Language of document : ECLI:EU:T:2011:601

Case T-53/10

Peter Reisenthel

v

Office for Harmonisation in the Internal Market (Trade Marks and Designs) (OHIM)

(Community design – Invalidity proceedings – Rejection of the application for a declaration of invalidity by the Invalidity Division – Notification of the Invalidity Division’s decision by fax – Appeal before the Board of Appeal – Written statement setting out the grounds of appeal – Period for submission – Admissibility of the appeal – Article 57 of Regulation (EC) No 6/2002 – Correction of a decision – Article 39 of Regulation (EC) No 2245/2002 – General principle of law authorising the withdrawal of an unlawful decision)

Summary of the Judgment

1.      Community trade mark – Procedural provisions – Decisions of the Office – Rectification – Manifest error – Concept – Breach of the rights of the defence – Exception

(Commission Regulation No 2245/2002, Art. 39)

2.      Acts of the institutions – Withdrawal – Unlawful acts – Conditions – Compliance with reasonable time-limits and with the principle of protection of legitimate expectations

3.      Acts of the institutions – Choice of legal basis – Error – Annulment of the act – Conditions

1.      Under Article 39 of Regulation No 2245/2002, implementing Regulation No 6/2002 on Community designs, in decisions of the Office for Harmonisation in the Internal Market (Trade Marks and Designs), only linguistic errors, errors of transcription and obvious mistakes may be corrected. They are to be corrected by the department which took the decision, acting of its own motion or at the request of an interested party.

In view of the importance of the binding nature of the operative part of a final decision made by a competent authority and following the principle of legal certainty, the rule enabling, in exceptional circumstances, subsequent corrections to be made to that decision is to be interpreted strictly. Therefore, the concept of ‘obvious mistakes’ is limited to formal mistakes whose incorrectness is clear from the body of the decision itself and which do not affect the scope and substance of that decision as characterised by its operative part and its grounds. On the other hand, the concept of ‘obvious mistakes’ cannot cover mistakes liable to vitiate the substance of the contested decision.

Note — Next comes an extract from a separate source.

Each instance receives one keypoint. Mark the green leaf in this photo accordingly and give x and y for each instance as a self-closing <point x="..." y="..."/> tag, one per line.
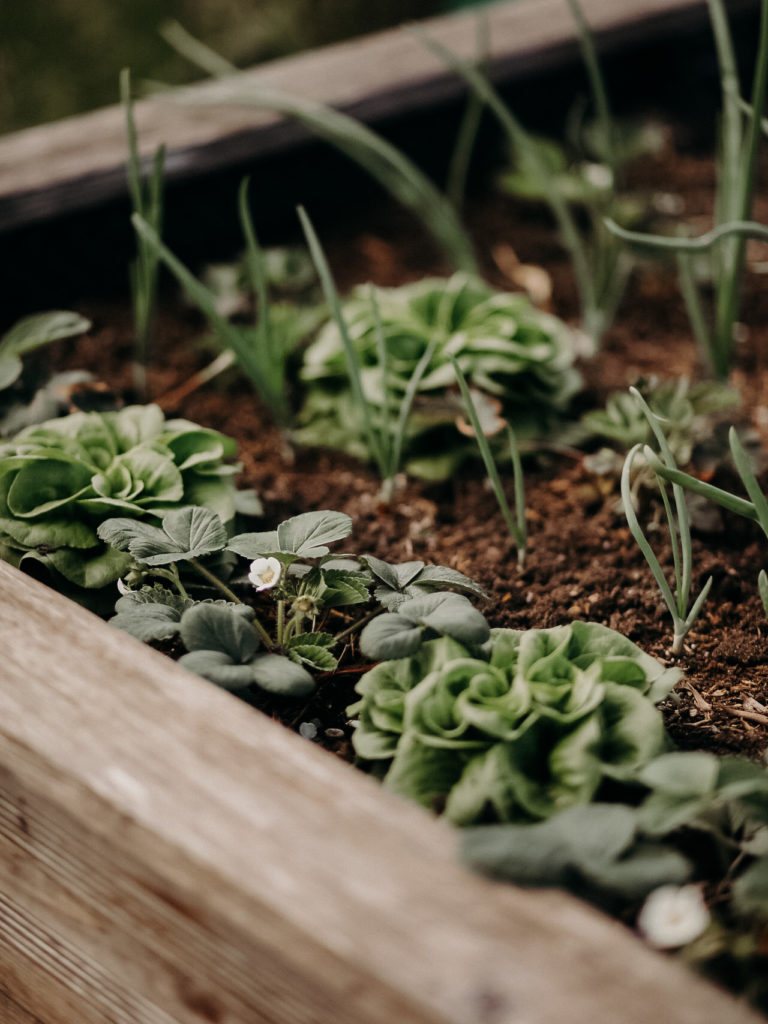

A breach of the rights of the defence resulting from the fact that a decision has been adopted before the end of the period granted to the applicant for submitting his observations is not an obvious mistake within the meaning of Article 39 of Regulation No 2245/2002. That breach is a mistake affecting the procedure that led to the adoption of that decision and, therefore, liable to vitiate the substance of that decision.

(see paras 35, 37)

2.      The retrospective withdrawal of an unlawful administrative act which has created individual rights is permissible, provided that the institution which adopted the act complies with the conditions relating to reasonable time-limits and the legitimate expectations of beneficiaries of the act who have been entitled to rely on its lawfulness.

(see para. 40)

3.      Notwithstanding the existence of another legal basis, an error in choosing the legal basis will lead to the annulment of the act concerned when that error may affect the content of that act, inter alia by rendering unlawful the procedure applicable to its adoption.